Family protest treatment by Morris Tribunal

Frank McBrearty Jnr has submitted a petition to the European Parliament claiming his family’s lack of legal aid in the Morris Tribunal goes against his human rights, it emerged today.

Family protest treatment by Morris Tribunal

Frank McBrearty Jnr has submitted a petition to the European Parliament claiming his family’s lack of legal aid in the Morris Tribunal goes against his human rights, it emerged today.

The submission to the Parliament’s Petitions Committee outlines the alleged campaign of harassment by garda against the McBrearty family and the state’s failure to afford them the same level of legal representation as other parties before the tribunal.
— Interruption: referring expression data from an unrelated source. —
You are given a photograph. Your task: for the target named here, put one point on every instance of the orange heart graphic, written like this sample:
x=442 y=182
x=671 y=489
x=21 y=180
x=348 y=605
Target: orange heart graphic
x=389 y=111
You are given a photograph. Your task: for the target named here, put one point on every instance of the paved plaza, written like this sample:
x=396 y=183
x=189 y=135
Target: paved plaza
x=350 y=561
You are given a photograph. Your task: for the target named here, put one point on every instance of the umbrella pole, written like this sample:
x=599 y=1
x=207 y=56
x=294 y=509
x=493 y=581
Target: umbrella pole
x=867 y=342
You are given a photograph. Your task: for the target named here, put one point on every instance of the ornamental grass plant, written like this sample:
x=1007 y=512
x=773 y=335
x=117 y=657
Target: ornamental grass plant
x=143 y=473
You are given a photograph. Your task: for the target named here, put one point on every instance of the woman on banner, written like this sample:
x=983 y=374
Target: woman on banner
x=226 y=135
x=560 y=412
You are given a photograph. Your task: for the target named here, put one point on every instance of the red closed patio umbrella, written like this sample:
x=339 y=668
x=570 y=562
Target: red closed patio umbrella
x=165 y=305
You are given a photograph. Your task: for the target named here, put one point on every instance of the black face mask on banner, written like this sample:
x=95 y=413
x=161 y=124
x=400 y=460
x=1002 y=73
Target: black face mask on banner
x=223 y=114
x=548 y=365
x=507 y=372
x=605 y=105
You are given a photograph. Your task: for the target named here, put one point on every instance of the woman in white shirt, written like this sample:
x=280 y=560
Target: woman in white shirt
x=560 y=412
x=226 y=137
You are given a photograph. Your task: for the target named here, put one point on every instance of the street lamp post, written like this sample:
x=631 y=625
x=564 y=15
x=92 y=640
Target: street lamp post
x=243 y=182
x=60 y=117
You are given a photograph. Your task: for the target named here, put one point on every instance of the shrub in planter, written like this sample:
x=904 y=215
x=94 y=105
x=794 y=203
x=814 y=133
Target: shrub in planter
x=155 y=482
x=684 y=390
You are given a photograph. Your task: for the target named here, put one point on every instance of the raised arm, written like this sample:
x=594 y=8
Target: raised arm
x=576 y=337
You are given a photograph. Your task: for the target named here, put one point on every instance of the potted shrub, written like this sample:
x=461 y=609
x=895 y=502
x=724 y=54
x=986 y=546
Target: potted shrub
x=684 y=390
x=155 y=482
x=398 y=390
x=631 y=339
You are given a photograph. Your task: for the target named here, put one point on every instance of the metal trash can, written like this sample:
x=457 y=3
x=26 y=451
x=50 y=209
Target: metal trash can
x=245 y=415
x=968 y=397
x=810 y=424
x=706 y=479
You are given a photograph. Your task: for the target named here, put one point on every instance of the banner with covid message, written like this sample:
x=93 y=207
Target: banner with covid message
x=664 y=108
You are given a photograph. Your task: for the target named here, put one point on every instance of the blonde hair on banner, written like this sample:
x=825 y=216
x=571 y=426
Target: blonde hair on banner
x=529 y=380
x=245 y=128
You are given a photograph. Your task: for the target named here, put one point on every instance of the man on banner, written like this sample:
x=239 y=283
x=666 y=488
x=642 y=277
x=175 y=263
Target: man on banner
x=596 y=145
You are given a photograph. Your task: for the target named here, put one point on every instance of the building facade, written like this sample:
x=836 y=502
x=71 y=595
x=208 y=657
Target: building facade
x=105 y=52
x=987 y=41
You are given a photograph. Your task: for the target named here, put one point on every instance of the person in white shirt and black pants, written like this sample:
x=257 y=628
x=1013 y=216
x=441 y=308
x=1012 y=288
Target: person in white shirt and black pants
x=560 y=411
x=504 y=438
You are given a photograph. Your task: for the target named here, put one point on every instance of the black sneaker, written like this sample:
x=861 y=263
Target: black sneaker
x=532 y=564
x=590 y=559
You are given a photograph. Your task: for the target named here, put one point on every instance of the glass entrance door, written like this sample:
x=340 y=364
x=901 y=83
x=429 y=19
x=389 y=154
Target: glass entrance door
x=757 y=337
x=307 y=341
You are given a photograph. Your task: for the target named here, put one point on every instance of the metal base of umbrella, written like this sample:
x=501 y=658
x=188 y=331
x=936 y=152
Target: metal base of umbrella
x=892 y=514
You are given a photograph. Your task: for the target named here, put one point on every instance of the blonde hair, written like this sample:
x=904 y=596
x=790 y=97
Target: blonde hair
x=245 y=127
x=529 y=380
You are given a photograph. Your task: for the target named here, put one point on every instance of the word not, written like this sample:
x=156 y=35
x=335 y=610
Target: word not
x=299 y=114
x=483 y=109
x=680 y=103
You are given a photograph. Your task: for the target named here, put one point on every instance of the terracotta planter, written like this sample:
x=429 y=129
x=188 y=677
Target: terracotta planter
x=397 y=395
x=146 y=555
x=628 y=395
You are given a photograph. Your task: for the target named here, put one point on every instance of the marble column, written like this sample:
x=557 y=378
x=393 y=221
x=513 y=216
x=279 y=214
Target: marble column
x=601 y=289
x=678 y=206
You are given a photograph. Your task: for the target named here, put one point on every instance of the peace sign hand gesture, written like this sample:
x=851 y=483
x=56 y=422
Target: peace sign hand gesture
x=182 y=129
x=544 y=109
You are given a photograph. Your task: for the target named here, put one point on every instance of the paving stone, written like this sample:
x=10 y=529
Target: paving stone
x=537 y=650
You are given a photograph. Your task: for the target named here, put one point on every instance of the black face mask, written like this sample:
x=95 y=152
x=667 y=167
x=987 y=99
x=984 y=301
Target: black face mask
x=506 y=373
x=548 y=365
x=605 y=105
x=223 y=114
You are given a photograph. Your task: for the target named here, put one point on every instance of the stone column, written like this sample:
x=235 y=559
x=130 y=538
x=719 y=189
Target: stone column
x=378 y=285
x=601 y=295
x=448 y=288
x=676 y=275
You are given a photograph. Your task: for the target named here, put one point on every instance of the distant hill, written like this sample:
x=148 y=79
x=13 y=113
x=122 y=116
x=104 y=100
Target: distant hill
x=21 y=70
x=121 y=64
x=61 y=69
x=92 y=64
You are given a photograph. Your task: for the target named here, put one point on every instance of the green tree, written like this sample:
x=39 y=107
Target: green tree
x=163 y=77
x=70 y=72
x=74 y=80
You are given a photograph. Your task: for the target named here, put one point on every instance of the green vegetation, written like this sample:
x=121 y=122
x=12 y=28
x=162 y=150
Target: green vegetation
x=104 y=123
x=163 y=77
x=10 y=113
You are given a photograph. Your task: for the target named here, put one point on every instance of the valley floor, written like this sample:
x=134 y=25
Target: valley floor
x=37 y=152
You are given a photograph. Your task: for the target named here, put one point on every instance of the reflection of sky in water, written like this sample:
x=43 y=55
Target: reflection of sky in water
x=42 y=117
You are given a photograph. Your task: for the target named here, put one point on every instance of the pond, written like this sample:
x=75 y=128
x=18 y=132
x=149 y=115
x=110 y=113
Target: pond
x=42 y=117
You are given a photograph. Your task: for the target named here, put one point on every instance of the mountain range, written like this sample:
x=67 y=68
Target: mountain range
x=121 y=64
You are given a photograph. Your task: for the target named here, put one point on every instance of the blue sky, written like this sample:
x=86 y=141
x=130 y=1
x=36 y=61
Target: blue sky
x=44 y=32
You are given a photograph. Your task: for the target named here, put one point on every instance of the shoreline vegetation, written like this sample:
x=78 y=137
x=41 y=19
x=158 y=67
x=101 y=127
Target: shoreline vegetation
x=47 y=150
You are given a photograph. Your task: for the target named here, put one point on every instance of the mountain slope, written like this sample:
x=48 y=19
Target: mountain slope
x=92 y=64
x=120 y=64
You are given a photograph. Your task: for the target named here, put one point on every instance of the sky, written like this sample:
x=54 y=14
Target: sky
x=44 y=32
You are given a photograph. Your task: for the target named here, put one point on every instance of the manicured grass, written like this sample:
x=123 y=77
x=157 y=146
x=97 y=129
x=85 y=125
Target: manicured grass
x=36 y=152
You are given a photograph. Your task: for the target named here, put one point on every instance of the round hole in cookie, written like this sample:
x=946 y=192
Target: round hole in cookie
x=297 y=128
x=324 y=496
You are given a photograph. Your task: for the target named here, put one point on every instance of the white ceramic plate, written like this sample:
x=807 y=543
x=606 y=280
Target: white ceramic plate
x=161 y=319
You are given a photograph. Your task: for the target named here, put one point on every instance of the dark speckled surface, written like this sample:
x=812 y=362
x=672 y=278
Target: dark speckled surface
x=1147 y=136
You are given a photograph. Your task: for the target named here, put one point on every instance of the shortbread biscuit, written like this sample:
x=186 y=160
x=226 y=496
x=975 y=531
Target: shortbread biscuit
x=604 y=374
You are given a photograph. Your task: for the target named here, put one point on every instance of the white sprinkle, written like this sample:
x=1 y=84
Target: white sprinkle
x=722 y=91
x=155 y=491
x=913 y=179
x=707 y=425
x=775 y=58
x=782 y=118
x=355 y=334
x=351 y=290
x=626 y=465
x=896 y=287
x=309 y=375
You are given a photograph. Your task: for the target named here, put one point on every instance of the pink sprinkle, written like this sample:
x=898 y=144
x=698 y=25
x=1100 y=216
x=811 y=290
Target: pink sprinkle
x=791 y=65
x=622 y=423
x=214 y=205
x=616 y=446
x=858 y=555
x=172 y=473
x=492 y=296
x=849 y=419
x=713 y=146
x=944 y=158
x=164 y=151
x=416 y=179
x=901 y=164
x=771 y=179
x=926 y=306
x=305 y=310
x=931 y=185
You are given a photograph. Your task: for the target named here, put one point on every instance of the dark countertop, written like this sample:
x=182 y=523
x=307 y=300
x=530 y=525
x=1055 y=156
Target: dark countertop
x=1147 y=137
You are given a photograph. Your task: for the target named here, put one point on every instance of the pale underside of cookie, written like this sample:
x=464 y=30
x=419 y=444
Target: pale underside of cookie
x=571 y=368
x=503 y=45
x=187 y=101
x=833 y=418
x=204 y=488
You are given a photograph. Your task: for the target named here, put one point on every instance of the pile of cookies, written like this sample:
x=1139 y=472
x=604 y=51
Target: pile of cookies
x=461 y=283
The committee is being asked to determine if the decision to deny legal costs to the McBrearty family’s team of lawyers is contrary to the spirit of the European Union’s Charter of Fundamental Rights.

The petition, which was submitted on Friday, is being supported by Fine Gael MEP for the North West, Senator Jim Higgins, who will be making an oral presentation to the committee’s chairman on Tuesday.

In the statement Mr McBrearty Jnr condemns the way he says his family were treated during the murder investigation into the death of Raphoe cattle dealer Richie Barron, who was later found to have died in a hit and run accident.

He also criticises the state’s failure to grant legal aid to his family at the Morris Tribunal into alleged Garda corruption in Donegal, and the terms of reference for the tribunal.

Mr Higgins said that although members of the McBrearty family had been arrested for a crime they had no part in and that 160 breaches of licensing laws brought by Gardai against their premises had been dropped by the Director of Public Prosecutions, they were still unrepresented by lawyers at the Tribunal.

On the other hand, he said, Garda representative bodies, the Garda Commissioner and the Minister for Justice all had legal representation.

“There is a glaring injustice here to which Minister Michael McDowell continues to turn a deliberate and indifferent blind eye,” he said.

“I am confident that the European Parliament’s Petitions Committee will rule that the Irish Government’s treatment of the McBreartys is unfair and discriminatory.”